El cuerpo libera citoquinas como parte de su respuesta inmune normal a los tejidos lesionados o infectados. Por lo general, el cuerpo también libera productos químicos para poner fin o resolver la respuesta inflamatoria. Pero en un porcentaje significativo de pacientes con COVID-19 grave, las citoquinas liberadas para matar el virus también dañan las células pulmonares infectadas. A su vez, esta lesión en los tejidos pulmonares desencadena una inflamación adicional, y la llamada “tormenta de citoquinas” comienza a descontrolarse.

La respuesta está dentro de nosotros

Lo nueva propuesta de los investigadores viene de observar los procesos que ocurren dentro de nuestro organismo. Durante estudios anteriores, este grupo ya había logrado demostrar la utilidad de ciertos reguladores de las respuestas inflamatorias del organismo para tratar el cáncer, además de prevenir el progreso y la metástasis de este.

Ahora, se han planteado la posibilidad de que dicha familia de moléculas (descubierta por ellos en el 2002) a las que se ha denominado como “mediadores de lípidos pro-resolución” o “resolvinas” podrían también ser de utilidad a la hora de frenar la tormenta de citoquinas que se presenta en los casos severos de COVID-19. Dipak Panigrahy, uno de los directores del estudio e investigador del Centro de Cáncer en BIDMC, ha comentado:

“Nuestro equipo propone el uso de moléculas producidas por el cuerpo llamadas mediadores de lípidos pro-resolución, que actualmente se encuentran en ensayos clínicos para otras enfermedades inflamatorias, como un enfoque novedoso para apagar la inflamación y prevenir la tormenta de citoquinas causada por COVID-19”.
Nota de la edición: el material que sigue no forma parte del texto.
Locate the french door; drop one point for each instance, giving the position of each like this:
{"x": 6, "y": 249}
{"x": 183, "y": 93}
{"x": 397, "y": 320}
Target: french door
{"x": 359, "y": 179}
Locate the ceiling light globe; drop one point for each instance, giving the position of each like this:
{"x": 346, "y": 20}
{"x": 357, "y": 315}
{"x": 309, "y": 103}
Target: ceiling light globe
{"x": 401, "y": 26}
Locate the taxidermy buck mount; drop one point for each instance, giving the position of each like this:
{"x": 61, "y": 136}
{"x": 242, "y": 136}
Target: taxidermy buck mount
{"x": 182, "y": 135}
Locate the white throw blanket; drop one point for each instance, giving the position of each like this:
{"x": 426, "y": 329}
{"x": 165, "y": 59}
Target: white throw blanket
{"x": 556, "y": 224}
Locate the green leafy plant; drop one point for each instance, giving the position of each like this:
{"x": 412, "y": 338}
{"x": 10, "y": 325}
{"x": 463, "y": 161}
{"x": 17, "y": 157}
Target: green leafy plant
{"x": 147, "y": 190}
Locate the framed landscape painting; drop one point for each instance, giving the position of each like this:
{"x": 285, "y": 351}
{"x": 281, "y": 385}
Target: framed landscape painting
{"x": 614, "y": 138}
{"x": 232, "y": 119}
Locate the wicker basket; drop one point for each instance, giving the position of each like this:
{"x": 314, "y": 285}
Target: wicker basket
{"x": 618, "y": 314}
En resumidas cuentas, Panigrahy hace referencia a que las resolvinas podrían ser reguladores de los procesos de inflamación. A su vez, esto implica que podrían tener una oportunidad de frenar el ciclo de daño celular y liberación de citoquinas que hace que el organismo termine por desencadenar una respuesta.

“La activación de las propias vías de resolución del cuerpo con el uso de resolvinas y moléculas relacionadas de pro-resolución (…) puede complementar las estrategias de tratamiento actuales, al tiempo que limita el daño orgánico grave y mejora los resultados en pacientes con COVID-19”.

Comentó Charles N. Serhan, el otro organizador del estudio y director del Centro de Terapéutica Experimental, además de miembro del Departamento de Anestesiología, Perioperatorio y Medicina del Dolor en Brigham & Women’s Hospital.

Controlar la respuesta inflamatoria exagerada: “Tan importante como manejar la pandemia”

“Controlar la respuesta inflamatoria del cuerpo es clave para el manejo de COVID-19 y puede ser tan importante para manejar la pandemia como las terapias antivirales o una vacuna”, continúa Panigrahy.

Para este par de científicos, la posibilidad de utilizar las resolvinas generadas naturalmente debería ser un tema de estudio tan prioritario como el desarrollo de la propia vacuna. Ya que, a falta de tratamientos específicos, comprender cómo detener y contrarrestar las tormentas de citoquinas podría hacer la diferencia y salvar miles de vidas antes de que una cura oficial llegue al mundo.